True Sheep

Mumia Abu-Jamal is practically a folk hero to the world at large.  I remember back in the 90’s seeing all the “Free Mumia” shirts, and I admit I didn’t understand it then.  Someone I went to high school with explained it to me then by saying, “he’s a guy who was trying to help a cop, and the cop shot him, then they tried him unfairly for murdering the cop.”  Okay, I said…if that’s the case, free Mumia!

This case was one of the reasons I started over-verifying everything I heard before making a decision on what I believed about it.

The reality was that Mumia was the only cab driver parked in a garage across the street from where his brother was being pulled over.  Danny Faulkner, the police officer, was doing a routine traffic stop when the driver of the car got out and hit him.  Danny took out his nightstick and defended himself.  Mumia got out of his cab, ran across the street, and shot Danny in the back.  Danny turned and fired back, hitting Mumia.  But Mumia stood over Danny as he breathed his last and emptied his gun into the young cop’s head.  Witnesses proved what happened, as did forensic evidence, including gunpowder residue on Danny’s jacket and on the hands of both men.  Mumia’s own brother admitted what had happened.  And Mumia, coming into the hospital, screamed, spit and swore that he’d done it and he hoped the cop was dead.

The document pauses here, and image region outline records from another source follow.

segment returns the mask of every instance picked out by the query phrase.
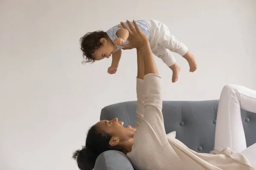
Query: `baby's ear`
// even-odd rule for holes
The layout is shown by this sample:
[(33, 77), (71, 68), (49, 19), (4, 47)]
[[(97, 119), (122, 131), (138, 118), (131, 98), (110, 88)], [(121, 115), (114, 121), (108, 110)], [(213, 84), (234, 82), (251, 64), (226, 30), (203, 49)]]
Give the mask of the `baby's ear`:
[(102, 38), (99, 40), (99, 42), (101, 42), (102, 44), (107, 42), (107, 39), (105, 38)]

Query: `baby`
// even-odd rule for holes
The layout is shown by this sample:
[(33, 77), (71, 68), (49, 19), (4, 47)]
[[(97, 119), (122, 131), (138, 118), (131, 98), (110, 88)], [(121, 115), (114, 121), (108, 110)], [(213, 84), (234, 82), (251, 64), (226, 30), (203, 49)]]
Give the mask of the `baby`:
[[(137, 20), (136, 23), (148, 37), (152, 53), (172, 70), (173, 82), (178, 80), (180, 68), (176, 63), (171, 51), (179, 54), (186, 60), (190, 72), (196, 70), (197, 65), (194, 56), (183, 44), (171, 34), (168, 28), (163, 23), (156, 20)], [(124, 24), (128, 26), (127, 23)], [(132, 24), (133, 25), (132, 23)], [(127, 40), (128, 37), (128, 30), (123, 28), (121, 24), (114, 26), (107, 32), (98, 31), (86, 34), (80, 39), (85, 62), (93, 62), (95, 60), (109, 58), (113, 54), (111, 65), (108, 72), (115, 74), (121, 58), (122, 49), (132, 48)]]

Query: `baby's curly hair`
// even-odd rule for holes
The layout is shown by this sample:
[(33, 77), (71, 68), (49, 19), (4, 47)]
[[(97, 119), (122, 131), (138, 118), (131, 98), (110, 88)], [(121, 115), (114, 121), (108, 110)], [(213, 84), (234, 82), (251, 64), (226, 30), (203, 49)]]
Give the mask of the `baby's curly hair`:
[(96, 31), (88, 32), (80, 38), (81, 49), (83, 51), (83, 57), (85, 59), (85, 61), (82, 62), (83, 64), (93, 62), (95, 61), (92, 54), (102, 45), (100, 41), (102, 38), (108, 38), (107, 33), (102, 31)]

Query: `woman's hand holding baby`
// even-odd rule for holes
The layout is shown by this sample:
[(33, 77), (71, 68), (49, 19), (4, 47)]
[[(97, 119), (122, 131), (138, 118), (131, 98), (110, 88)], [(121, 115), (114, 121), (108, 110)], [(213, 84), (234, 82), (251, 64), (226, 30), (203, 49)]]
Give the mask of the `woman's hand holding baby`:
[(135, 28), (132, 26), (130, 21), (128, 20), (127, 21), (127, 24), (130, 29), (127, 28), (123, 22), (121, 22), (122, 27), (124, 28), (127, 29), (129, 32), (128, 40), (130, 41), (130, 45), (128, 44), (127, 45), (123, 45), (122, 46), (126, 48), (126, 46), (130, 47), (131, 45), (134, 48), (138, 48), (141, 47), (144, 44), (149, 43), (148, 39), (147, 36), (140, 30), (135, 21), (134, 20), (133, 22)]
[(125, 40), (121, 38), (116, 38), (115, 39), (113, 42), (114, 45), (117, 47), (124, 44), (125, 43)]

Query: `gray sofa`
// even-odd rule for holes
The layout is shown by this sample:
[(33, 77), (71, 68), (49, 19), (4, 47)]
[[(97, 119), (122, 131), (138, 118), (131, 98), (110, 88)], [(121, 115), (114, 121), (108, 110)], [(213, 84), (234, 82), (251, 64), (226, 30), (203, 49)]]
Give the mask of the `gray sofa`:
[[(218, 100), (164, 101), (163, 113), (166, 133), (176, 131), (176, 138), (190, 148), (200, 153), (212, 150)], [(100, 120), (117, 117), (124, 126), (134, 125), (136, 102), (127, 102), (103, 108)], [(256, 114), (241, 110), (241, 116), (249, 147), (256, 142)], [(109, 150), (100, 155), (95, 170), (134, 170), (131, 162), (123, 153)]]

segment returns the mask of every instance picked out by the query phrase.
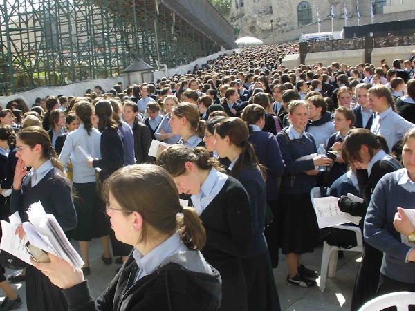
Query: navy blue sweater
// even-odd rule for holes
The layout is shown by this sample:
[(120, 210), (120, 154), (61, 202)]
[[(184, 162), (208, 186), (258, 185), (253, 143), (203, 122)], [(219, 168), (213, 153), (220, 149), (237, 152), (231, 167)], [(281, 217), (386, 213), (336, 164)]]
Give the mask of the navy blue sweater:
[(277, 134), (286, 171), (282, 178), (282, 189), (286, 194), (308, 194), (316, 185), (315, 176), (304, 172), (314, 169), (313, 159), (295, 161), (304, 156), (317, 153), (313, 135), (304, 132), (298, 140), (290, 140), (283, 132)]
[(266, 168), (266, 200), (277, 200), (279, 194), (278, 178), (282, 176), (285, 165), (275, 136), (270, 132), (253, 132), (248, 141), (255, 149), (259, 163)]
[(405, 262), (411, 249), (400, 242), (400, 234), (394, 227), (398, 207), (414, 209), (415, 192), (398, 184), (397, 172), (383, 176), (376, 187), (365, 219), (365, 239), (383, 252), (380, 272), (400, 282), (415, 284), (415, 263)]

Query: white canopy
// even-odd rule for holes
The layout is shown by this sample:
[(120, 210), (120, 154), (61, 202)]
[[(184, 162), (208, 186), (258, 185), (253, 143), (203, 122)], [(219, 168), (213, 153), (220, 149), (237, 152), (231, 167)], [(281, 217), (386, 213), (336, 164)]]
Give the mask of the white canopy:
[(262, 44), (262, 41), (253, 37), (242, 37), (235, 41), (239, 46), (243, 44)]

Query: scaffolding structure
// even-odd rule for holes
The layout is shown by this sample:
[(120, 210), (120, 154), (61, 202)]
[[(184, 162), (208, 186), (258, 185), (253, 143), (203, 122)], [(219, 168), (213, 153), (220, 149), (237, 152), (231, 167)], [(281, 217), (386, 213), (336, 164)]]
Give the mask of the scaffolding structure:
[(172, 68), (233, 48), (223, 17), (192, 1), (187, 12), (176, 0), (3, 0), (0, 95), (117, 77), (138, 57)]

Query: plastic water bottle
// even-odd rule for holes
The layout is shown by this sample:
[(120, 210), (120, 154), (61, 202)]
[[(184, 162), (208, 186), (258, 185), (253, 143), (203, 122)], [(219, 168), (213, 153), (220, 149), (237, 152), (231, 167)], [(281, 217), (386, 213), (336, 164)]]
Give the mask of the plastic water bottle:
[[(324, 144), (320, 144), (320, 147), (318, 149), (317, 153), (318, 153), (318, 156), (320, 156), (320, 157), (325, 157), (326, 156), (326, 149), (324, 149)], [(324, 167), (324, 166), (318, 167), (318, 170), (319, 171), (325, 171), (326, 170), (326, 167)]]

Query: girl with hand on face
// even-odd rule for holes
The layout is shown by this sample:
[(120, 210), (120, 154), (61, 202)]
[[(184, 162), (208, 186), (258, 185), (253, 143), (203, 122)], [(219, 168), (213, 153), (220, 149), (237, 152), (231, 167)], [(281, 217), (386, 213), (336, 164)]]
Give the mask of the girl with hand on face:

Something similar happened with Tookie.  Remember him?  Stanley “Tookie” Williams was convicted of murdering four innocent people during a robbery.  He was caught on tape later making fun of the noises his victims made as they died, gasping for air and pleading for mercy.  Both of these men came back later and tried to say they didn’t do it and came up with a litany of different stories to explain the airtight evidence that proved their guilt.  Somehow, both men have been nominated for the Nobel Prize and have continued to draw thousands of followers.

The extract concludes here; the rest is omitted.